As we age, the world around us will become less familiar. The music we liked in youth becomes oldies or classics. The sounds on “the radio” or whatever it is then sounds like noise. The ones of us who seem to maintain our youth are those who keep up with youth culture, not the familiar songs of our friends from high school and college.
In 100 years everyone we know will be gone. The music we listened to will likely not be listened to by anyone living anymore.
I think, for someone who lives to be 100 years old, that life becomes less appealing. The friends you knew are gone. The people who understand the things that got you so excited about life are gone. No one gets into your music. No one remembers how hot Brad Pitt was in Thelma and Louise. So you are more alone, even when you are with other people. The world becomes less fun.

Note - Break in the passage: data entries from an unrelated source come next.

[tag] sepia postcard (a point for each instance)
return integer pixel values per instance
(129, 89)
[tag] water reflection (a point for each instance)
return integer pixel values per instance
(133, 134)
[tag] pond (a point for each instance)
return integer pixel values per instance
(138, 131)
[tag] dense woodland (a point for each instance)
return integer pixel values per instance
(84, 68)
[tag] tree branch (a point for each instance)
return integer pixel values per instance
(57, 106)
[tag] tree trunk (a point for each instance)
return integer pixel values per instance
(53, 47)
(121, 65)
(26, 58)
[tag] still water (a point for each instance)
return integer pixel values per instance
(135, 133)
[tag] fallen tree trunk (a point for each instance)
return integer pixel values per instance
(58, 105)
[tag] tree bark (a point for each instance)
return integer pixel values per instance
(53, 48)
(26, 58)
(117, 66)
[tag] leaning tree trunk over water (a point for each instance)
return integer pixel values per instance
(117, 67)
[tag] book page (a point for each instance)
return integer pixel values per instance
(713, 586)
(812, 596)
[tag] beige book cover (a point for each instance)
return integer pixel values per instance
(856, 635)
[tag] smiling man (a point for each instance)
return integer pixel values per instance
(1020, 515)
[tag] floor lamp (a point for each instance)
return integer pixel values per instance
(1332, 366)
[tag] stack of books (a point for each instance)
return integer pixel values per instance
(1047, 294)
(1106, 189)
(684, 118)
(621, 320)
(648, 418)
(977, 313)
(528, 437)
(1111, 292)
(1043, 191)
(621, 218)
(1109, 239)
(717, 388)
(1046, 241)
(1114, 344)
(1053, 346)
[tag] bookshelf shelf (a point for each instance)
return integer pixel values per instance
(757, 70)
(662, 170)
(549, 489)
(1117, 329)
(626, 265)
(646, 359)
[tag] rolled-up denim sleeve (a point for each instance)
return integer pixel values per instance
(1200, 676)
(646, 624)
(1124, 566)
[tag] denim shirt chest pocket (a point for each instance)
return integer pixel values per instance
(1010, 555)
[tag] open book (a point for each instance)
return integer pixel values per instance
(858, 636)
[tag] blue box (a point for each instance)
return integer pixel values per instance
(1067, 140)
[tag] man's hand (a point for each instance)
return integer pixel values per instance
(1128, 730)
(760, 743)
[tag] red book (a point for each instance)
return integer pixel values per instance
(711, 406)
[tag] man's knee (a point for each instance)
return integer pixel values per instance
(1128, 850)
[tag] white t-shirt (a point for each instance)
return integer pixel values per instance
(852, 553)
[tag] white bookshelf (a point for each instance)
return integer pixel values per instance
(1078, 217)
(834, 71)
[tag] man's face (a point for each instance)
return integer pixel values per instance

I don't want anyone I know to die. I don't want to die myself. But in this middle age where I am I have a growing realization that there will be a time when I will know more people who were gone than people who are alive. This is when you'd miss talking to people who GOT where you were from – the inside jokes, the cultural references, that made you feel like you belonged where you were. When you got to this place in time, I think it would start to feel like dying was OK. Like you were going home.
I'm thinking about my grandparents in this context. They still have each other, though my grandmother's mind is gone so I guess not really. But my grandfather still has his friends, and his opinions, and his family, few that they are. I'm not sure old age is so isolating. But then of course it is, when you are constrained by physical limitations and waiting for young people to find time to do things for you. But what's the alternative?
I've only had one friend die--from cancer, very fast. She was 19.
Posted by: Antropologa | July 14, 2010 at 12:35 PM
A few months ago I decided to try and locate an old high school friend, only to learn he'd died 10 years ago, in his late 30s, from some f%¢ked up illness. Then today I was driving along and was struck by the thought that in 3 decades I'd likely be either dead or in an institution. I feel like I just got out of high school. But that was 30 years ago. Ack!